Thiago Ferri
Em 14/06/2010 às 11:13
Projeto de lei de autoria do Executivo que será votado na sessão desta segunda-feira (14) na Câmara Municipal de Presidente Prudente busca autorização para que a Prefeitura tenha o poder de qualificar como organizações sociais pessoas jurídicas de direito privado sem fins lucrativos que desenvolvam atividades nas áreas de ensino, pesquisa científica, desenvolvimento tecnológico, proteção e preservação do meio ambiente, cultura, saúde e esportes.
Ocorre que, hoje, quem qualifica uma associação ou fundação como organização social são o Estado e a Federação, e o município busca ele próprio aplicar o disposto na Lei Federal nº 9637/98, que autoriza o Poder Executivo a fazê-lo.
Na proposta, consta que em várias outras cidade brasileiras isso já ocorre, como em São Paulo, São José dos Campos, Ilha Bela e Farroupilha, onde procura-se disciplinar em nível municipal o permitido em lei federal.
Entende-se por organização social uma qualificação dada às entidades privadas sem fins lucrativos, como associações, fundações ou sociedades civis, que exercem atividades de interesse público.
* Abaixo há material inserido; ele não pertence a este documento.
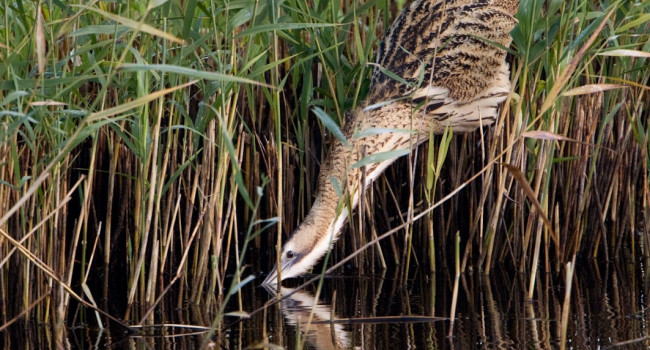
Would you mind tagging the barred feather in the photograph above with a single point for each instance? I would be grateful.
(451, 60)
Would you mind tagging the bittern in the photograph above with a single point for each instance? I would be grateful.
(450, 60)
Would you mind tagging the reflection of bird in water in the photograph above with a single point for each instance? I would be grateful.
(441, 64)
(313, 319)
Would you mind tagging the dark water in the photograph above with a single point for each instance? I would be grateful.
(608, 308)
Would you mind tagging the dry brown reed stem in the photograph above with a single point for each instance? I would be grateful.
(566, 306)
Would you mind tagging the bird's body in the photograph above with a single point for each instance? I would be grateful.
(450, 60)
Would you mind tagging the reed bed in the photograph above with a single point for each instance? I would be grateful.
(163, 149)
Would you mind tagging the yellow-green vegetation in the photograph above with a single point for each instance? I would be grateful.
(159, 142)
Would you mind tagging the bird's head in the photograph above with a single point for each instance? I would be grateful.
(301, 252)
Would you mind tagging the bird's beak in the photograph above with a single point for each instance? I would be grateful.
(272, 278)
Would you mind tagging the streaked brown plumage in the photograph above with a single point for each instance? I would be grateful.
(451, 63)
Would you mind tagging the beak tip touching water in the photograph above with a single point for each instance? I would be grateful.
(272, 278)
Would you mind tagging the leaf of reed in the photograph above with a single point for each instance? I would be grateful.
(193, 73)
(107, 29)
(40, 42)
(379, 131)
(282, 26)
(135, 25)
(155, 3)
(528, 191)
(330, 124)
(380, 157)
(633, 24)
(135, 103)
(571, 67)
(591, 89)
(625, 53)
(14, 95)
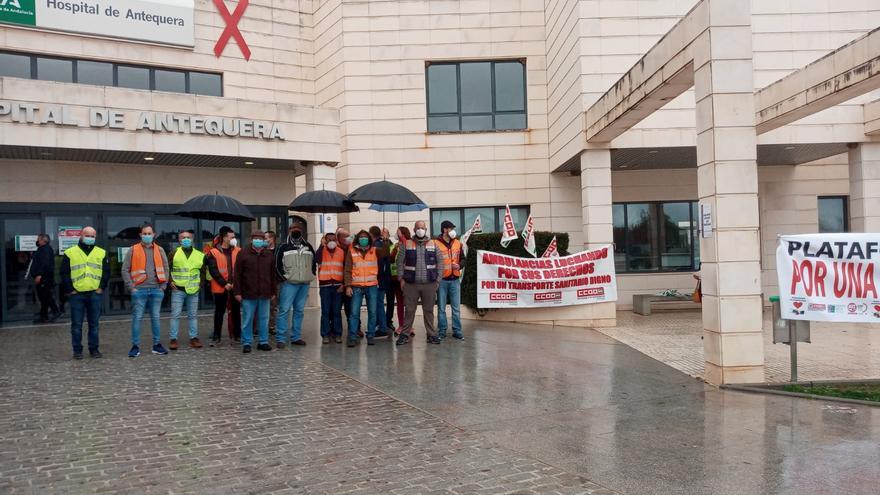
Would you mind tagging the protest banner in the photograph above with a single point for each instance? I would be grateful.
(552, 249)
(528, 235)
(509, 229)
(510, 282)
(829, 277)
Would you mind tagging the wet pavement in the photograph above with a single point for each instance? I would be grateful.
(513, 409)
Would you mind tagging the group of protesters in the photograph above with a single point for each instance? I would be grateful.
(265, 284)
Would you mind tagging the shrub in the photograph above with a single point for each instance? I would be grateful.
(492, 242)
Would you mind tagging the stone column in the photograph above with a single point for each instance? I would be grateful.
(596, 197)
(319, 176)
(727, 183)
(864, 187)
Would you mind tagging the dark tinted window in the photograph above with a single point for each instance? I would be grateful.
(15, 65)
(201, 83)
(98, 73)
(170, 80)
(833, 214)
(54, 69)
(133, 77)
(476, 96)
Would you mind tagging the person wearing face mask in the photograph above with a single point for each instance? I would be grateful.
(417, 262)
(331, 265)
(295, 266)
(449, 290)
(85, 273)
(361, 282)
(254, 287)
(186, 278)
(145, 274)
(221, 266)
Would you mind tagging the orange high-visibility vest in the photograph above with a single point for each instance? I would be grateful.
(450, 255)
(139, 264)
(220, 258)
(364, 267)
(331, 265)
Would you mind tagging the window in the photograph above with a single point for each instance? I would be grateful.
(833, 214)
(492, 217)
(476, 96)
(109, 74)
(653, 237)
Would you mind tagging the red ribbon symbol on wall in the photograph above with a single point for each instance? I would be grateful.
(231, 30)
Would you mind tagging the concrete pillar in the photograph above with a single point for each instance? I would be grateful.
(864, 187)
(727, 183)
(596, 197)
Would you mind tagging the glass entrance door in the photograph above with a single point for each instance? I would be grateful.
(19, 298)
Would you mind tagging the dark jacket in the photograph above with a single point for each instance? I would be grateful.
(43, 264)
(67, 283)
(255, 274)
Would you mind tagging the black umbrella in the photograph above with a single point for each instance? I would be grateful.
(215, 207)
(384, 193)
(323, 202)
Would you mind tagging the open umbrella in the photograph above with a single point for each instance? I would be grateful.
(323, 202)
(384, 193)
(215, 207)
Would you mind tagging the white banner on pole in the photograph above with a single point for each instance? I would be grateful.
(510, 282)
(829, 277)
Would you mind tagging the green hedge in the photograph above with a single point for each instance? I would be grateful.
(492, 242)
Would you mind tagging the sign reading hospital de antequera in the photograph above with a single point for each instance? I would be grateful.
(510, 282)
(829, 277)
(168, 22)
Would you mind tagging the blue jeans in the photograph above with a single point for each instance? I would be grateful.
(449, 291)
(82, 306)
(178, 299)
(251, 309)
(354, 321)
(292, 296)
(140, 299)
(331, 310)
(381, 322)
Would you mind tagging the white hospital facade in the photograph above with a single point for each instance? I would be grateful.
(611, 120)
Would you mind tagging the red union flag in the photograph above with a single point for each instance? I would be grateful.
(231, 30)
(529, 237)
(552, 250)
(509, 227)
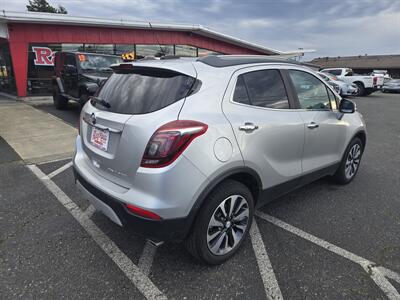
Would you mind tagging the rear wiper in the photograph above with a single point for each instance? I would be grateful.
(100, 101)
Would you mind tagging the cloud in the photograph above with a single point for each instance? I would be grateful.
(214, 6)
(257, 23)
(346, 27)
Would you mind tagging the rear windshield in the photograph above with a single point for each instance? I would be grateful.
(143, 90)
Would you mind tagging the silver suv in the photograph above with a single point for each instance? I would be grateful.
(186, 149)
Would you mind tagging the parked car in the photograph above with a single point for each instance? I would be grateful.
(366, 84)
(343, 88)
(187, 149)
(392, 86)
(384, 73)
(78, 75)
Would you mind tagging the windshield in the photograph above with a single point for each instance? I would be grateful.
(97, 62)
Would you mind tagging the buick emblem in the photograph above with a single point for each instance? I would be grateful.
(93, 119)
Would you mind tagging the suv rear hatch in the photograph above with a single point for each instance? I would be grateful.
(134, 102)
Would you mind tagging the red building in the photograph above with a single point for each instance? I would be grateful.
(28, 42)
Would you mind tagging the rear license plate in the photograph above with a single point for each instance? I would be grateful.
(99, 138)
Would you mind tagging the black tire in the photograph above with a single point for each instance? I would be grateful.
(361, 89)
(340, 176)
(60, 102)
(197, 243)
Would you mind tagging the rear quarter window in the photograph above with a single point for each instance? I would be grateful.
(144, 90)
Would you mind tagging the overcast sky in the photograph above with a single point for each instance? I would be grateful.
(331, 27)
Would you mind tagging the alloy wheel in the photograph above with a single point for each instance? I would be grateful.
(228, 225)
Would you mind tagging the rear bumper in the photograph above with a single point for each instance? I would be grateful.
(390, 89)
(163, 230)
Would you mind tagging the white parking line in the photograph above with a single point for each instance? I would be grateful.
(376, 273)
(90, 210)
(147, 257)
(59, 170)
(54, 160)
(131, 271)
(271, 285)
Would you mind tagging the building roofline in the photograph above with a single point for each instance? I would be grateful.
(61, 19)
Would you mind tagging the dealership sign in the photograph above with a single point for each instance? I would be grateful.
(44, 56)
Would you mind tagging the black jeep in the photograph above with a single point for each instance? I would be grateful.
(78, 75)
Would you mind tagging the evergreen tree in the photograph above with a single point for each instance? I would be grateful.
(44, 6)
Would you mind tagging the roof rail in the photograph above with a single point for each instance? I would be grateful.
(220, 61)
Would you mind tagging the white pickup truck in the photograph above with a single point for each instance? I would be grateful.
(366, 84)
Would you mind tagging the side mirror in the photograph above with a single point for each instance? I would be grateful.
(347, 107)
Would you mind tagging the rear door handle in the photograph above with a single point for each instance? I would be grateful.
(248, 127)
(312, 125)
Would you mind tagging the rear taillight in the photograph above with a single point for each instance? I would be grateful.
(169, 141)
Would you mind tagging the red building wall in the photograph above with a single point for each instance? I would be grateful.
(20, 35)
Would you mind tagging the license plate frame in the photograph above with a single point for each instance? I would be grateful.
(100, 138)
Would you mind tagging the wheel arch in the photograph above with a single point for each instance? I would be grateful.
(362, 135)
(244, 175)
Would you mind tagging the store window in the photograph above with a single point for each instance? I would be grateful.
(154, 50)
(99, 48)
(41, 67)
(7, 81)
(72, 47)
(185, 50)
(121, 49)
(206, 52)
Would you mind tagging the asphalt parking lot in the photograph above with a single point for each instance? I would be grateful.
(322, 241)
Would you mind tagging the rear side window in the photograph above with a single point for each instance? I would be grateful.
(312, 93)
(334, 72)
(263, 88)
(144, 90)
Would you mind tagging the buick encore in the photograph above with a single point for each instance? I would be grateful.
(186, 149)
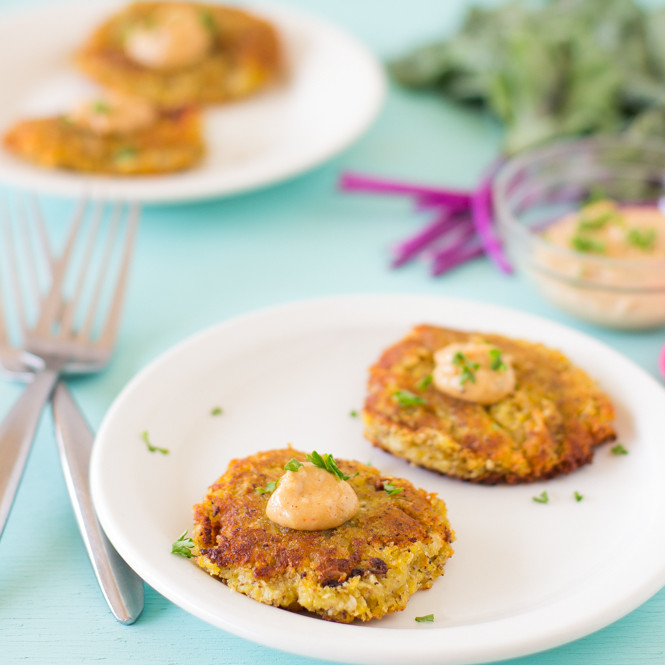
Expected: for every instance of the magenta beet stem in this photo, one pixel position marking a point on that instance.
(405, 251)
(353, 182)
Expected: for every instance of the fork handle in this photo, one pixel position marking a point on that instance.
(16, 434)
(121, 586)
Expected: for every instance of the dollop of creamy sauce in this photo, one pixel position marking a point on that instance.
(475, 372)
(628, 294)
(113, 114)
(312, 499)
(175, 37)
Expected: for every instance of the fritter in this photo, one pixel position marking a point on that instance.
(549, 425)
(395, 545)
(244, 56)
(172, 143)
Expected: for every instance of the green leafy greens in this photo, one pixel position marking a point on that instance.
(183, 546)
(552, 68)
(328, 463)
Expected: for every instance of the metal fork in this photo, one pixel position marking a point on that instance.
(58, 345)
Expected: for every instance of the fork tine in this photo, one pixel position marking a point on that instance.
(51, 307)
(107, 337)
(71, 307)
(116, 214)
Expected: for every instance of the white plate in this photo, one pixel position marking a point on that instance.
(334, 92)
(525, 576)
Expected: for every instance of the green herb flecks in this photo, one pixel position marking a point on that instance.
(270, 487)
(468, 368)
(151, 448)
(292, 465)
(125, 154)
(391, 490)
(496, 361)
(328, 463)
(406, 398)
(642, 239)
(541, 498)
(587, 245)
(424, 382)
(183, 546)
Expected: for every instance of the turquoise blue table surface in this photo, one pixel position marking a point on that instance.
(201, 263)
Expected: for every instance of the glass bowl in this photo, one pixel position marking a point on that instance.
(539, 187)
Esse título permite que a organização receba recursos orçamentários e administre serviços, instalações e equipamentos do Poder Público, após ser firmado um contrato de gestão com o governo.
No projeto da Prefeitura está estabelecido basicamente o mesmo que na lei federal, especificando no artigo segundo os requisitos para que as entidades privadas habilitem-se à qualificação como organização social, dentre eles comprovar o registro de seu ato constitutivo: natureza social; finalidade não-lucrativa; possuir conselho de administração e diretoria; dentre outros.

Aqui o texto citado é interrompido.